In 1 Cor 15:19, Paul makes a statement that confused me for years. Maybe I am still confused, but I think I now know what Paul means. You can be the judge of that!
Paul states that if Christ has not risen from the dead, “we are of all men the most pitiable.” Some translations use the word miserable. For years I held the view that Paul is saying that if Christ did not rise from the dead, then Christianity is a lie. If that is the case, then Christians are the most miserable people on earth.
I always assumed the reason for this is that Christians are looking forward to living in an eternal kingdom. But if Christ did not rise from the dead, then our hope is in vain. We thought we were going to Paradise, but this life is all there is. We are pitiable people because we will be disappointed. It would have been better to know the truth that there is nothing after death. The unbeliever is better off because he is not expecting anything after death, and that is what will happen.
But is that true? If there is no kingdom and no resurrection, aren’t the believer and unbeliever exactly the same after death? Both enter a state of non-existence. What difference does it make if the Christian thought he would live forever?

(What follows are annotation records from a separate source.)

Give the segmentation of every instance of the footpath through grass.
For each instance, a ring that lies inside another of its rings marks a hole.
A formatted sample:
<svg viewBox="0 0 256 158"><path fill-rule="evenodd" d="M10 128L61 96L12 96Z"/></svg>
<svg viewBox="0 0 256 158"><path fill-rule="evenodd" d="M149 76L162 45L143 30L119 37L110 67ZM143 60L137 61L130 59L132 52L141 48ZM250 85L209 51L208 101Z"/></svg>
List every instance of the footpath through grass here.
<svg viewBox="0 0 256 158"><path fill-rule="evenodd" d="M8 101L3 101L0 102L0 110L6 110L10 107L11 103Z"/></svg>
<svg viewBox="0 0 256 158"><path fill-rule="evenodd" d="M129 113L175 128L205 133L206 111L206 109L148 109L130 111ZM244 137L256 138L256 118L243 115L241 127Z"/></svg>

He will not know that he was fooled. In fact, one could argue that even a Christian faith that is false provided some joy in this life, as the believer looked forward to that day. The church could also provide a sense of community, or a place to meet new friends. Many, many, people have met their spouses at church.
Even if it is all a lie, can we say that we are more miserable than an unbeliever? Take, for example, an unbeliever who says this world is all there is. He might become addicted to drugs or engage in other harmful activities and die at a young age. Is the believer who avoids those things and lives a long and healthy life any more miserable than that–even if there is no kingdom on the other side?
At an even more basic level, however, I thought that if there is no kingdom, then it doesn’t matter what we do or don’t believe. We are all in the same boat. What difference does it make if I live 100 years or twenty? From an eternal perspective, if we are not raised, then the life of the unbeliever and of the believer is less than a nanosecond.
I think the reason for my problem with Paul’s statement was that I did not fully appreciate that 1 Corinthians 15 is not a chapter that deals with how a person “goes to heaven.” It is a chapter that deals with rewards in the coming kingdom. What Paul is saying is that for people who, like him, live for the approval of the Lord at the Judgment Seat of Christ, all their work is futile if our bodies are not raised. There were people at Corinth who believed in a coming kingdom but no resurrection (v 12). A believer who makes sacrifices in this life because he believes he will be rewarded for those sacrifices has been fooled. Our good works, suffering for the Lord, and sacrifices are foolish if there is no resurrection. Only if the body is resurrected can a believer receive rewards for the things done in that body.
It is like two people who inherit 100,000 dollars. One goes through the money quickly, spending it on whatever pleasures he desires. The other invests the money for his old age. If the invested money is lost or stolen, the second person would have been better off spending it when he had the chance.
Many Christians do not believe in rewards. If that is the case, the obedient believer is a sucker. He should just eat, drink, and be merry. To invest in a world in which there will be no return on that investment would be foolish. Look at a believer who wants to please the Lord. If there is no resurrection of the body, he is somebody to be ridiculed. We might say he is one to be pitied. Thankfully, that is not the case.